Although the fate of Ghostwood and the pine weasel campaign is not revealed in the show, the book Twin Peaks: The Final Dossier reveals that Horne sold a portion of the land initially earmarked for Ghostwood to a private prison. In addition, Horne helped his brother Jerry start a cannabis business, which reportedly tripled the Horne businesses' total revenue.
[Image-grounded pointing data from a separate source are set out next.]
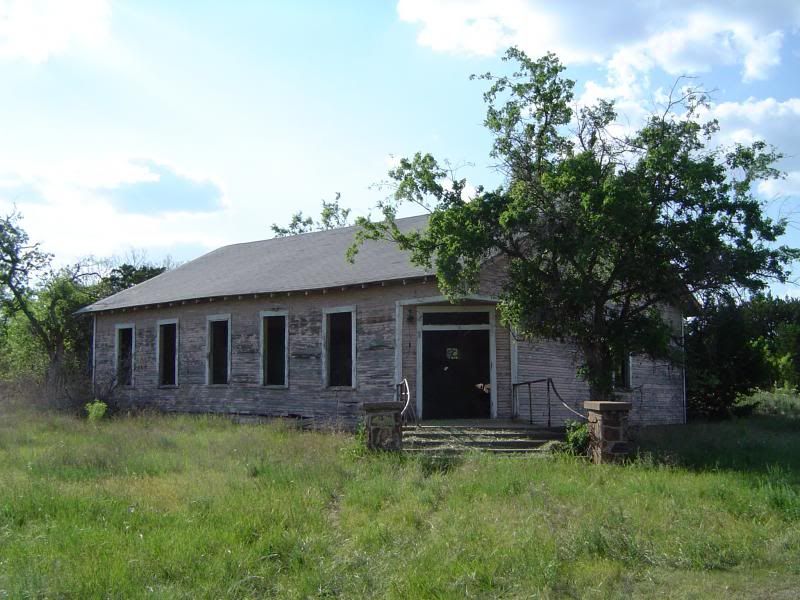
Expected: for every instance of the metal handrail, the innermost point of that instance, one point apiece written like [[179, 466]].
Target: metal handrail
[[402, 393], [550, 386]]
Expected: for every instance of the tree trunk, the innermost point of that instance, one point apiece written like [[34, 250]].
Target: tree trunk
[[55, 382]]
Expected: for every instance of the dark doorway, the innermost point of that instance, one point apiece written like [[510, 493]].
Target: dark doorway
[[340, 349], [456, 375], [167, 351], [218, 357]]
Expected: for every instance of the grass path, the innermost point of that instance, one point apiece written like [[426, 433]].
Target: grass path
[[196, 507]]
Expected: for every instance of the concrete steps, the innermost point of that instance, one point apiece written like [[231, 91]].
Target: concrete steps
[[453, 439]]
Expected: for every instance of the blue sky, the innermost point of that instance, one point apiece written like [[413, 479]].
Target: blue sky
[[177, 127]]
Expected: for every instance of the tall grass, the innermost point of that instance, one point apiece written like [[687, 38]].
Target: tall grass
[[196, 507]]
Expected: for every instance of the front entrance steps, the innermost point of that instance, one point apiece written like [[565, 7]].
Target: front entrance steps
[[501, 437]]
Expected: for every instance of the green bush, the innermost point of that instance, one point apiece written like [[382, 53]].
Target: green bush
[[577, 438], [95, 411]]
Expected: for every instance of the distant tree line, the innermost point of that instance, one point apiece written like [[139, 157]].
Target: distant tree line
[[735, 348], [45, 347]]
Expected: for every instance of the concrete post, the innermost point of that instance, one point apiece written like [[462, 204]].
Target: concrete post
[[383, 425], [608, 430]]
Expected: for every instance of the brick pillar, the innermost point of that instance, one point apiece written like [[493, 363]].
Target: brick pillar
[[383, 424], [608, 430]]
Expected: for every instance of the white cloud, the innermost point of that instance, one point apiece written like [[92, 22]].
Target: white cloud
[[680, 37], [35, 30], [69, 207]]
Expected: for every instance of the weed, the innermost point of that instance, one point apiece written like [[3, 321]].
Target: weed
[[95, 411]]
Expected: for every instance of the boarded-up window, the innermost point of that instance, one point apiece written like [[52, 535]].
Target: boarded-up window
[[219, 351], [125, 356], [340, 348], [168, 354], [274, 350]]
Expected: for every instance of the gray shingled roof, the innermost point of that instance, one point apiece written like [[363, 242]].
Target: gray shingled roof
[[301, 262]]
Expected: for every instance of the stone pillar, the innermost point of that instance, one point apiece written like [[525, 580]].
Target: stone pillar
[[608, 430], [383, 425]]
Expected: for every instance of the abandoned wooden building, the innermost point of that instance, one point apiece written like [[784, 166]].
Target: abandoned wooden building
[[287, 327]]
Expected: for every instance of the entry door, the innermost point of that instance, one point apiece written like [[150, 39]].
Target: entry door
[[456, 374]]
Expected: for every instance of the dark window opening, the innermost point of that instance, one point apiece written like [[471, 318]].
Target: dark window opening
[[340, 349], [456, 318], [622, 372], [167, 354], [218, 355], [125, 356], [275, 350]]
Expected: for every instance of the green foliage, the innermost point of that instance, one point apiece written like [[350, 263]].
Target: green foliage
[[577, 438], [599, 232], [42, 339], [733, 349], [197, 507], [780, 402], [95, 411], [332, 216]]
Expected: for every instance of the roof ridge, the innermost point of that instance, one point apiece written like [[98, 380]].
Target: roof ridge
[[329, 231]]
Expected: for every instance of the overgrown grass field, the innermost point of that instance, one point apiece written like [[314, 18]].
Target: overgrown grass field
[[197, 507]]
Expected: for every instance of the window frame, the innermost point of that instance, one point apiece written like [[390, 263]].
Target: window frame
[[326, 347], [627, 374], [117, 328], [262, 349], [209, 320], [159, 323]]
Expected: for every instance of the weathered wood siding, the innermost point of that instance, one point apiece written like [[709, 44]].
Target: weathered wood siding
[[657, 388], [660, 400], [305, 395]]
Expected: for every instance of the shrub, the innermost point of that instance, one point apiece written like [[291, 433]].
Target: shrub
[[96, 410], [577, 438]]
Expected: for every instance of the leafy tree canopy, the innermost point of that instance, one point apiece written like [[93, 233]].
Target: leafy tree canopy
[[332, 216], [599, 230], [41, 336]]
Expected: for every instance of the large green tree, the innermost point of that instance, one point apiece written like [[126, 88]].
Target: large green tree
[[42, 339], [599, 231]]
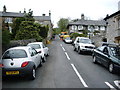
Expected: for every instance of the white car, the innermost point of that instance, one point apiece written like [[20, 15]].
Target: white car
[[68, 40], [20, 61], [83, 44], [41, 49]]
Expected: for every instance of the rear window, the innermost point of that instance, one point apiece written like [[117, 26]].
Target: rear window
[[35, 46], [85, 41], [16, 53]]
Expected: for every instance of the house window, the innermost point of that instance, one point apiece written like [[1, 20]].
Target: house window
[[8, 20], [80, 27], [102, 28], [119, 23], [91, 28], [96, 28], [74, 27]]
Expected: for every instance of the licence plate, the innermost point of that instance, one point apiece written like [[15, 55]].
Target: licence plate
[[12, 72]]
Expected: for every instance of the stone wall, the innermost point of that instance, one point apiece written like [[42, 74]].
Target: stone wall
[[17, 43]]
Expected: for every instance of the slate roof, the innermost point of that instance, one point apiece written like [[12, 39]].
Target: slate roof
[[42, 18], [89, 22], [11, 14], [116, 13]]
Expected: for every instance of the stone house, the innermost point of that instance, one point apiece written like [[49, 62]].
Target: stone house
[[45, 20], [8, 17], [113, 27], [90, 25]]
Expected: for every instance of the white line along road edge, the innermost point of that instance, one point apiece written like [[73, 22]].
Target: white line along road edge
[[117, 83], [79, 76], [67, 56], [110, 86]]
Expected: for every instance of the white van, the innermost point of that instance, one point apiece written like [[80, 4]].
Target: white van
[[83, 44]]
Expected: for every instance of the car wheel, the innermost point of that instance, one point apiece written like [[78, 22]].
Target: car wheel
[[79, 51], [33, 74], [94, 60], [48, 53], [44, 59], [111, 68], [40, 65], [74, 48]]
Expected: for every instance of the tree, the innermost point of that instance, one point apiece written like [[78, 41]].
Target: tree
[[62, 24], [16, 25], [28, 31]]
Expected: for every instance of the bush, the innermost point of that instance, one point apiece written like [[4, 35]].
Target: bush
[[26, 34], [5, 37]]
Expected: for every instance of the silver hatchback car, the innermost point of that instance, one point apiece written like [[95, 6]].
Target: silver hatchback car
[[22, 61]]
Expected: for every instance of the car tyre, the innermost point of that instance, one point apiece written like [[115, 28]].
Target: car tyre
[[33, 74], [79, 51], [111, 68], [94, 60], [40, 65], [44, 59], [74, 48]]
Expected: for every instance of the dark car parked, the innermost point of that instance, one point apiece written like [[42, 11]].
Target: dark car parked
[[108, 56]]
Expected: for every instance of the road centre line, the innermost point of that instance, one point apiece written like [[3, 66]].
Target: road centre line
[[79, 76], [63, 49], [67, 56], [109, 85], [61, 45], [117, 83]]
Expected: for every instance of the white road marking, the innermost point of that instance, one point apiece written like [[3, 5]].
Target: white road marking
[[110, 86], [67, 56], [63, 49], [61, 45], [117, 83], [79, 76]]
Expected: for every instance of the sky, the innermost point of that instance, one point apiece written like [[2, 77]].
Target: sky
[[72, 9]]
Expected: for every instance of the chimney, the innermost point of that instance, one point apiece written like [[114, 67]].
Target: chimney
[[82, 16], [4, 8], [43, 15], [49, 13], [118, 5]]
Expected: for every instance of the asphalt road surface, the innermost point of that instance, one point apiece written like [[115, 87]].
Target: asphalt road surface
[[66, 68]]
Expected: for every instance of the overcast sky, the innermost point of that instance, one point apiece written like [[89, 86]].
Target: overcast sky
[[93, 9]]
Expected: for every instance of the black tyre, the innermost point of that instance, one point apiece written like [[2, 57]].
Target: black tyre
[[79, 51], [111, 68], [40, 65], [44, 59], [33, 74], [74, 48], [94, 60]]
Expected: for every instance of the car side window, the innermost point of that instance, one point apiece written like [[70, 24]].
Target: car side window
[[43, 45], [32, 52], [105, 51], [101, 48]]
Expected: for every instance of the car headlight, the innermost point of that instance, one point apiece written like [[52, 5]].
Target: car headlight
[[82, 46]]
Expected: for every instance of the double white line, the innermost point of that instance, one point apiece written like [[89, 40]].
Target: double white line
[[74, 68]]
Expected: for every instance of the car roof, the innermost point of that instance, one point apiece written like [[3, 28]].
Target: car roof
[[20, 47], [35, 43]]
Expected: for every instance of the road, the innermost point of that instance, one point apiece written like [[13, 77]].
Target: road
[[66, 68]]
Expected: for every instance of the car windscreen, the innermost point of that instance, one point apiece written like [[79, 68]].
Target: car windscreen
[[35, 46], [15, 53], [115, 51], [87, 41], [68, 38]]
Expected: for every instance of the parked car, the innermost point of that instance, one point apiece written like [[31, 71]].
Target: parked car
[[83, 44], [108, 56], [67, 40], [41, 49], [20, 61]]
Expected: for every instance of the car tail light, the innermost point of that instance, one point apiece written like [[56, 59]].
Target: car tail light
[[39, 51], [1, 65], [24, 64]]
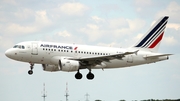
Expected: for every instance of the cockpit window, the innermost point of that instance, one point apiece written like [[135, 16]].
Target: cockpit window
[[19, 46], [23, 47]]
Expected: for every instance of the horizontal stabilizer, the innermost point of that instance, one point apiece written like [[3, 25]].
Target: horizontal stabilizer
[[156, 56]]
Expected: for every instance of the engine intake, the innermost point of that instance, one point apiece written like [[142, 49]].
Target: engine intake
[[61, 65]]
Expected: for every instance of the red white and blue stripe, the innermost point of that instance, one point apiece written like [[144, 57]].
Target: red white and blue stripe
[[155, 35]]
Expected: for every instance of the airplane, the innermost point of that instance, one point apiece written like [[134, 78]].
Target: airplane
[[73, 57]]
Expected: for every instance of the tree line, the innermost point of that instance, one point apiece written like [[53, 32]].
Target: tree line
[[151, 100]]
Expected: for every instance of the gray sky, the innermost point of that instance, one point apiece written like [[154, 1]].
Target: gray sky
[[116, 23]]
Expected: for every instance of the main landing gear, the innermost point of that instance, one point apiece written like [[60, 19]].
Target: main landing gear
[[30, 72], [89, 76]]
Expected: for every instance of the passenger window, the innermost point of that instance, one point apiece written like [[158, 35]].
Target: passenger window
[[15, 46]]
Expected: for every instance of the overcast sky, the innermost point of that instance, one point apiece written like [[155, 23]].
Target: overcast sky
[[116, 23]]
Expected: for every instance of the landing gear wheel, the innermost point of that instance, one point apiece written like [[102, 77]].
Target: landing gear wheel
[[30, 72], [90, 76], [78, 75]]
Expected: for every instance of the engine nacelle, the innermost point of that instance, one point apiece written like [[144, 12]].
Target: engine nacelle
[[68, 65], [50, 68], [61, 64]]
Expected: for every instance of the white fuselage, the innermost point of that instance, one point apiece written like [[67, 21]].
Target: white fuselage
[[43, 52]]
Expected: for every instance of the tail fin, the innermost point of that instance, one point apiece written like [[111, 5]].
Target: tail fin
[[151, 40]]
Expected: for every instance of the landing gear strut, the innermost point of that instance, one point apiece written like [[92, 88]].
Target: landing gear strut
[[90, 76], [78, 75], [30, 72]]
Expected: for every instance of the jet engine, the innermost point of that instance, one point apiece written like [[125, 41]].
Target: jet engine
[[69, 65]]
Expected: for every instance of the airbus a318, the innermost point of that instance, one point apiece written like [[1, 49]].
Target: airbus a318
[[72, 57]]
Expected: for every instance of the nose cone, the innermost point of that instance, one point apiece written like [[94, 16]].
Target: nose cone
[[8, 53]]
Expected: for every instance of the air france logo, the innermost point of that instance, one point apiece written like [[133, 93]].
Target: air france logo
[[75, 48], [56, 46]]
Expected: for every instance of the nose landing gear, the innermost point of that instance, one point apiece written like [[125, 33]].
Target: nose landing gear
[[30, 72]]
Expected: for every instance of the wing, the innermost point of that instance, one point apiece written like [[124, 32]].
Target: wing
[[95, 60]]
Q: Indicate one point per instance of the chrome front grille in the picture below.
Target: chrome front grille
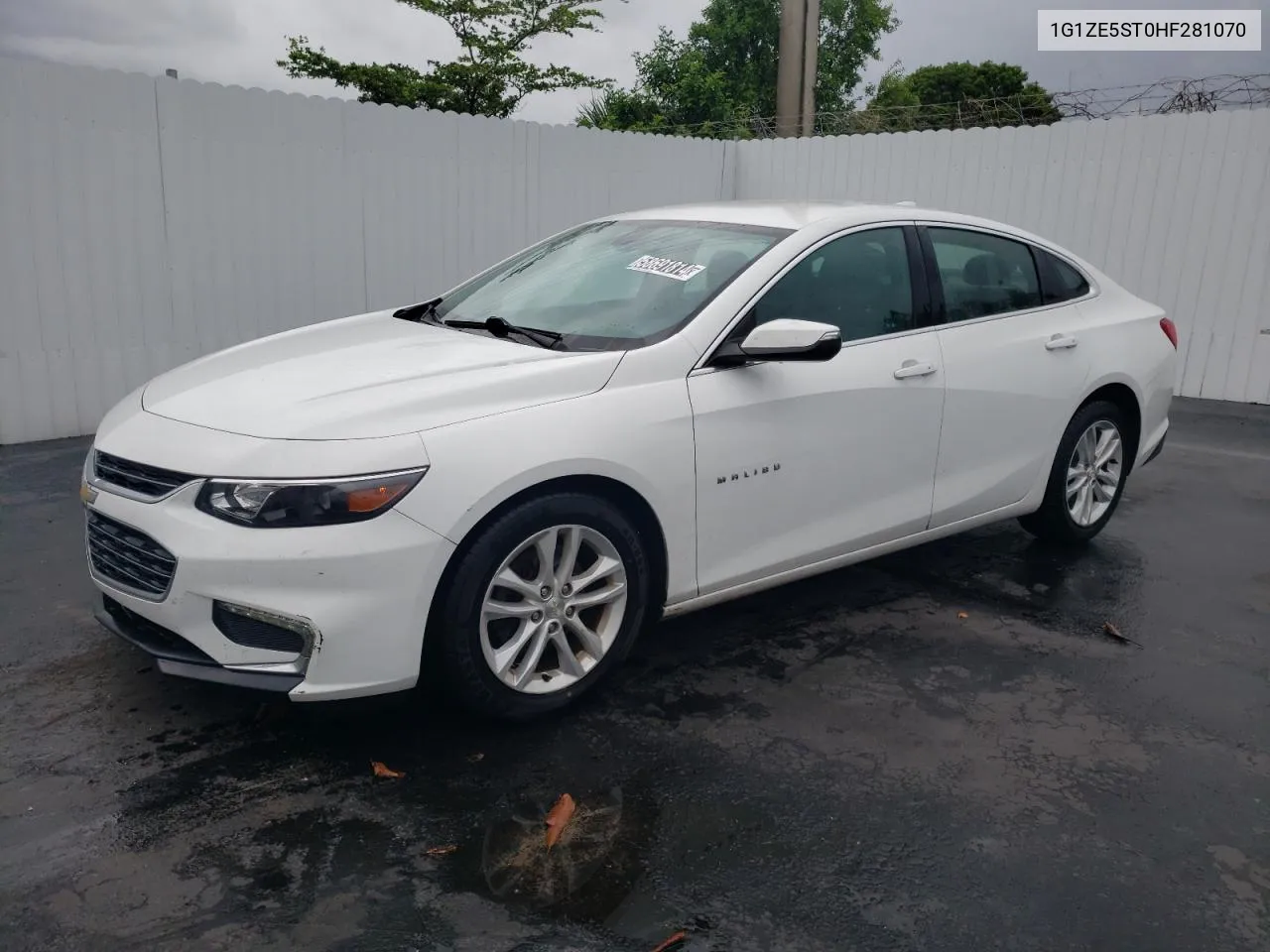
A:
(128, 558)
(137, 479)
==Red herring for Laura's killer==

At least two scenes were filmed to lead fans to believe that Ben Horne was Laura's killer:

- In one episode, Mike takes Cooper to the Great Northern, where he claims the killer is. When Ben Horne approaches Cooper and Mike, Mike has what amounts to an epileptic seizure and says that the killer's scent is on Ben. Only after Leland is revealed as the killer does the scene make sense and exonerate Ben—Leland and Ben had just been alone together in a room.
- More blatantly, a scene was filmed for Episode 14 where Horne is revealed as Bob's host. The scene was filmed so that it would spread false rumors and draw people away from the possibility of Leland being the killer. The scene plays out exactly as the one originally broadcast, wherein Leland looks into a mirror to reveal the face of Bob before killing Maddy; however, here, Ben Horne is in the Palmer house, and it is he who murders Maddy. The scene was never broadcast on TV and is not included in the Gold Box DVD set.